Tus labios y el duende
Dibujaría tu boca.
Labios de color ajado por el tiempo carnosos todavía.
Comisuras oscuras, casi negras, al igual que cuando en contacto con el otro, (la otra), el uno.
En tu cabeza un pañuelo enredaría al viento, (que tu rostro y tu cuello serían),
cubriría la mitad de tu cara por él, (tiempo), por ello, no manoseada.
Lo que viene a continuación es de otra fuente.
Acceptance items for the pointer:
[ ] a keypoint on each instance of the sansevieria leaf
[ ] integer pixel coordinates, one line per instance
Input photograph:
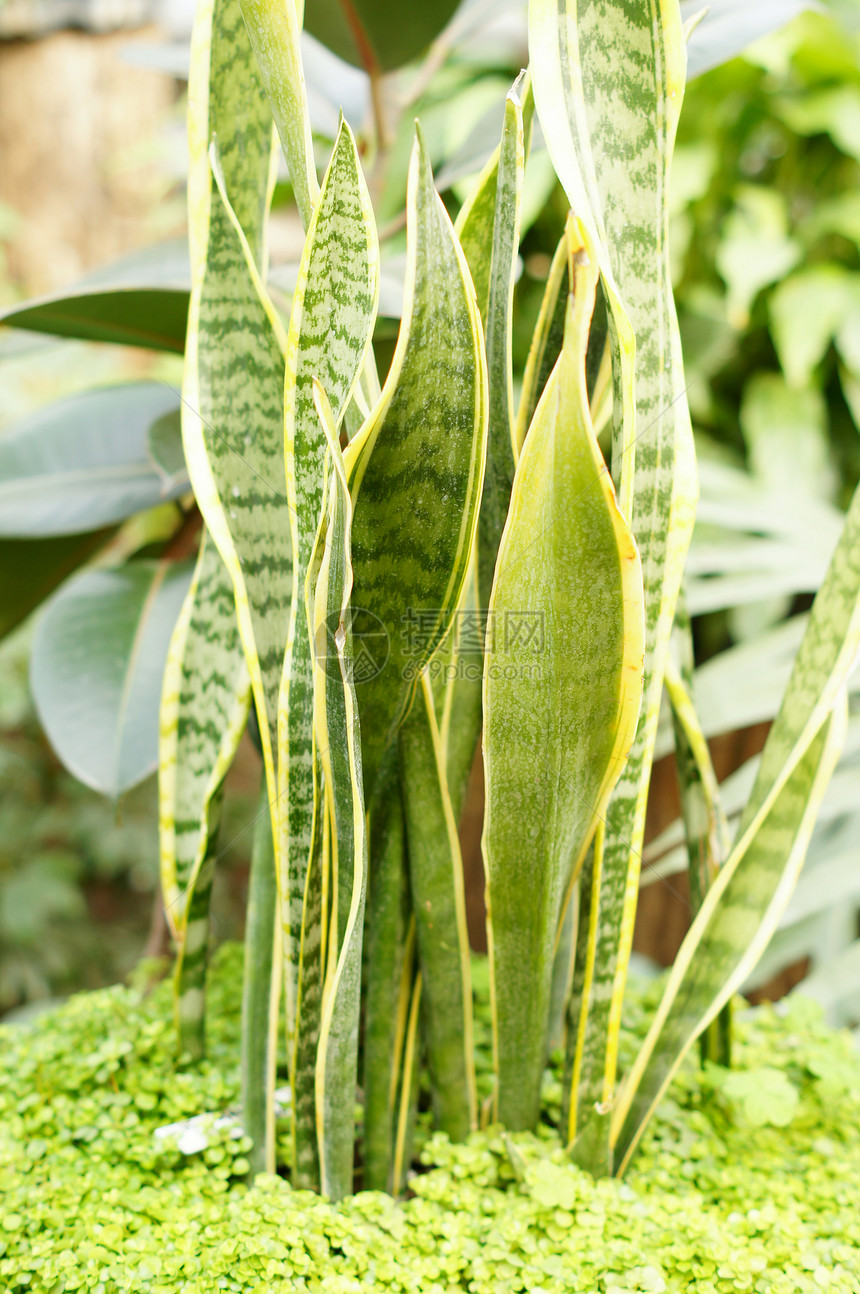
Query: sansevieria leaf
(330, 333)
(439, 902)
(415, 472)
(490, 241)
(233, 384)
(609, 79)
(273, 27)
(204, 705)
(746, 899)
(338, 735)
(561, 690)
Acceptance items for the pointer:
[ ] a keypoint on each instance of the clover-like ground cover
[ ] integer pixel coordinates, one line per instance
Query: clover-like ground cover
(748, 1182)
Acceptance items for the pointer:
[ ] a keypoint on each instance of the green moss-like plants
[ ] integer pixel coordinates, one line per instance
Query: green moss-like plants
(748, 1179)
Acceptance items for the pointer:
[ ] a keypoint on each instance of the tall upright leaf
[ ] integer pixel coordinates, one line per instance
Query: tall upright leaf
(330, 334)
(204, 705)
(489, 225)
(561, 690)
(415, 471)
(233, 384)
(338, 734)
(749, 896)
(609, 78)
(439, 902)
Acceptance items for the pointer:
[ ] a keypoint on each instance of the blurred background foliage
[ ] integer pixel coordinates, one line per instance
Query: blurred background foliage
(766, 255)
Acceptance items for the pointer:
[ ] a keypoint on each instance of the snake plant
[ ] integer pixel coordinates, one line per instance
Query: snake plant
(393, 571)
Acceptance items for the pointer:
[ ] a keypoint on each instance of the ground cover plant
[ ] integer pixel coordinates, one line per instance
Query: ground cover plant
(388, 572)
(746, 1182)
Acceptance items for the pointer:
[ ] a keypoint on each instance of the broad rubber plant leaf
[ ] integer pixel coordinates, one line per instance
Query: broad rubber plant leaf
(96, 669)
(139, 300)
(389, 973)
(415, 472)
(273, 27)
(561, 690)
(439, 902)
(608, 80)
(82, 463)
(378, 35)
(234, 361)
(338, 736)
(330, 333)
(204, 705)
(759, 868)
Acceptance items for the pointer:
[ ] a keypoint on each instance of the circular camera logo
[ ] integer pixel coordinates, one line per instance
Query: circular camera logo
(370, 645)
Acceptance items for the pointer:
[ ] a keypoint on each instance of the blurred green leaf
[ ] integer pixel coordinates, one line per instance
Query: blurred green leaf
(378, 35)
(82, 463)
(96, 670)
(755, 249)
(806, 313)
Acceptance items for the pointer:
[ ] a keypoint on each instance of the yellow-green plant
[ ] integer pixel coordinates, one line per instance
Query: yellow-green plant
(366, 545)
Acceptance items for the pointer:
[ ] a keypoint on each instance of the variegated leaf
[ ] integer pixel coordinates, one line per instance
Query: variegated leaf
(389, 973)
(415, 472)
(561, 689)
(233, 383)
(330, 333)
(338, 736)
(439, 902)
(609, 79)
(761, 871)
(204, 705)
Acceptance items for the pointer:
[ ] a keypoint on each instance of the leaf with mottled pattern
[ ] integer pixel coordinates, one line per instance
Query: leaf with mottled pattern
(234, 368)
(417, 467)
(561, 689)
(204, 704)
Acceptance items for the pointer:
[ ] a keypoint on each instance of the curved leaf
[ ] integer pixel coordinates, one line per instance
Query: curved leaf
(204, 707)
(97, 665)
(561, 689)
(439, 902)
(30, 571)
(339, 742)
(415, 470)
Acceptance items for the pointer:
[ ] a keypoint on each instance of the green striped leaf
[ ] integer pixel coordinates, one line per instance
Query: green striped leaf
(609, 79)
(204, 705)
(546, 342)
(234, 366)
(273, 27)
(330, 334)
(439, 902)
(730, 933)
(759, 874)
(260, 997)
(338, 736)
(389, 973)
(490, 229)
(415, 469)
(561, 689)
Dibujaría tu ojo inmenso, (de tamaño que abarca un mundo, una época, un sueño), cerrado;
ocupando casi todo tu rostro cuando tú así, plácidamente, en reposo.
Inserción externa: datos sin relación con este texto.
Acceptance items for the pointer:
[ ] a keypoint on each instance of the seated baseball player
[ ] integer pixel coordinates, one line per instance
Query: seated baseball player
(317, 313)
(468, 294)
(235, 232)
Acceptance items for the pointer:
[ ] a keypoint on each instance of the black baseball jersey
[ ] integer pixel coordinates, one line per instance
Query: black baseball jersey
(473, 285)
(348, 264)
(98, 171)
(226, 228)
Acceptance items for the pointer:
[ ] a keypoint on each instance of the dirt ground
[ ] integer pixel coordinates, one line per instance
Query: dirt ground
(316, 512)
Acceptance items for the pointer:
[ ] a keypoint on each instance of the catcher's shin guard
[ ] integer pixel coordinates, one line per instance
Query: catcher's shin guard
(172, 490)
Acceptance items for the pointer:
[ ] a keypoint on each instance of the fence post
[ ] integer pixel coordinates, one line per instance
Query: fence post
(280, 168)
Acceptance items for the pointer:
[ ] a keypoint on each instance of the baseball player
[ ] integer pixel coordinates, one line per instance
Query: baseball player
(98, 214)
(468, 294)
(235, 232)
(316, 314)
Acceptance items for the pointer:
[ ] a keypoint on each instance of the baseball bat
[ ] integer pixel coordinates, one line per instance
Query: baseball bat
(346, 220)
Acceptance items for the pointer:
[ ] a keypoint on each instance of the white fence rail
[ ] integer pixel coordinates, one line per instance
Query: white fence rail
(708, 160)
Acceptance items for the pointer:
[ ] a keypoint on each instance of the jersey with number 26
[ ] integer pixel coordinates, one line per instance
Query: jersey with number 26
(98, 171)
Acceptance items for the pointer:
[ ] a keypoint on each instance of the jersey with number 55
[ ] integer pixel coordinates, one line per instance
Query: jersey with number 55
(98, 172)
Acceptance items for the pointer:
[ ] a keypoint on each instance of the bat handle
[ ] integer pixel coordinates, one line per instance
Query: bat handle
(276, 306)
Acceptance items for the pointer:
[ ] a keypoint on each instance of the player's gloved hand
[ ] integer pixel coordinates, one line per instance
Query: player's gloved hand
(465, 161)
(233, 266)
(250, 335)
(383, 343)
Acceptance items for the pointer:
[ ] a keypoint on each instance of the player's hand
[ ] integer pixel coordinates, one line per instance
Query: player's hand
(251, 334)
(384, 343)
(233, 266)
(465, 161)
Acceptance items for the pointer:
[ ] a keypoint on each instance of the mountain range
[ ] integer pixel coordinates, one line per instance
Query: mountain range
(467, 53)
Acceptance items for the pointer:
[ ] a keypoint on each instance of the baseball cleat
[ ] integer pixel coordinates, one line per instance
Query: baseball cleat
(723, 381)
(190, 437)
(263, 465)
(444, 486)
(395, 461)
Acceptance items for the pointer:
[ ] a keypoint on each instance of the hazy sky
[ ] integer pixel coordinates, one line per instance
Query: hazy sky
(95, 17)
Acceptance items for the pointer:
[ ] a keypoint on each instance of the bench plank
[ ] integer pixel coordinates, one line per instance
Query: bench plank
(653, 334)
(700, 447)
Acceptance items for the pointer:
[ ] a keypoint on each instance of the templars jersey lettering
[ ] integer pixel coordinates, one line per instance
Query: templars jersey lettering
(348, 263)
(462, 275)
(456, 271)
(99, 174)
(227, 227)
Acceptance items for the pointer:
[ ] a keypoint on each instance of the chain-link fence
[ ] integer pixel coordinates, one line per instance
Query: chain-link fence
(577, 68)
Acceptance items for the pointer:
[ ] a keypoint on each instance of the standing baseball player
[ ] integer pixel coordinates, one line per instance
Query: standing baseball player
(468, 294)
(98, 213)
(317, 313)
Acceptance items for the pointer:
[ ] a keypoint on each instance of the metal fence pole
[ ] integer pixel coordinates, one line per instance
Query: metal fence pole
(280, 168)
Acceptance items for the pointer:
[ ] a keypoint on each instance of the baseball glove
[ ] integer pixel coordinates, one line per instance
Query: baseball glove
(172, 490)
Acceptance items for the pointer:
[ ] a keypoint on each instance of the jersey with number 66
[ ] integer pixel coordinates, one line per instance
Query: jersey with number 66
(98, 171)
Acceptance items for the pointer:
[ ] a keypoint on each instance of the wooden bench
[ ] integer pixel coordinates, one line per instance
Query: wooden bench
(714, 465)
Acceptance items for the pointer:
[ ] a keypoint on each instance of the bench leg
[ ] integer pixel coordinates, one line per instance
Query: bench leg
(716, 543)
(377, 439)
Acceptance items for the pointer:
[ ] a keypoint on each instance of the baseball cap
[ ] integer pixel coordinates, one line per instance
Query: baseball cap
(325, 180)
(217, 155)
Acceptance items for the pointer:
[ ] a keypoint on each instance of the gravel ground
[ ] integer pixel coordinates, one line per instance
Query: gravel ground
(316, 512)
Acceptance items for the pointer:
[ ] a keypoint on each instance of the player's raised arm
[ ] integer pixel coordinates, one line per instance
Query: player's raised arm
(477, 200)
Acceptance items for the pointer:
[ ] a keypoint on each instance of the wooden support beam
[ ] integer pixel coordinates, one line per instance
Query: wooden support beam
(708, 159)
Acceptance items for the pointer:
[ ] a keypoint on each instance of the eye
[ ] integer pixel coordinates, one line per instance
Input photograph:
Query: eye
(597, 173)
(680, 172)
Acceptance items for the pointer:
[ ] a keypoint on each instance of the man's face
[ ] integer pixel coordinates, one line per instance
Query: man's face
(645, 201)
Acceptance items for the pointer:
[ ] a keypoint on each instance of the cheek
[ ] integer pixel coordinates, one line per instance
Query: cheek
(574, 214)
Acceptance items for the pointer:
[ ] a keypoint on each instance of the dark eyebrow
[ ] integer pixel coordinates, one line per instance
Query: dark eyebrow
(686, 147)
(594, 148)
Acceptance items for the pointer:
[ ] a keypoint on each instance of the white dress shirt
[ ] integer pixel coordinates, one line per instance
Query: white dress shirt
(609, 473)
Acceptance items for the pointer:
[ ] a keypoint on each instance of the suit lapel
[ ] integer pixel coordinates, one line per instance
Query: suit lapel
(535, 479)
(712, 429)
Dibujaría, tu ojo, que sería boca, cuando tú, ahí, casi escondida tras, (…tu rostro),
a punto de venir a mi encuentro.
Pintaría en hojas de fibra de morera, y sedas y de papel maché y te preguntaría si te reconocías en algunas, (todas), de ellas.
Te dibujaría.
Si existieras, si existiéramos, (si supiera).
¡Cómo no te besaría entonces!
Qué, de no haber dejado de hacerlo, con tus labios, no haría.
.El duende.
El duende, de un solo e inmenso ojo, quiere acercar sus labios, a tu boca.
Y tú sonríes, dejándola, (traviesa, juguetona y diminuta),
ir, mientras una mano,
(pie de dragón como de oriente y que más que volar es, cual pañuelo, por el viento llevado),
del, a tu espalda y duende, te aleja.
Te crio, con toda ternura, (cuidado), de que fue capaz, una bestia;
te cortejó un deseo fantástico, (imaginario)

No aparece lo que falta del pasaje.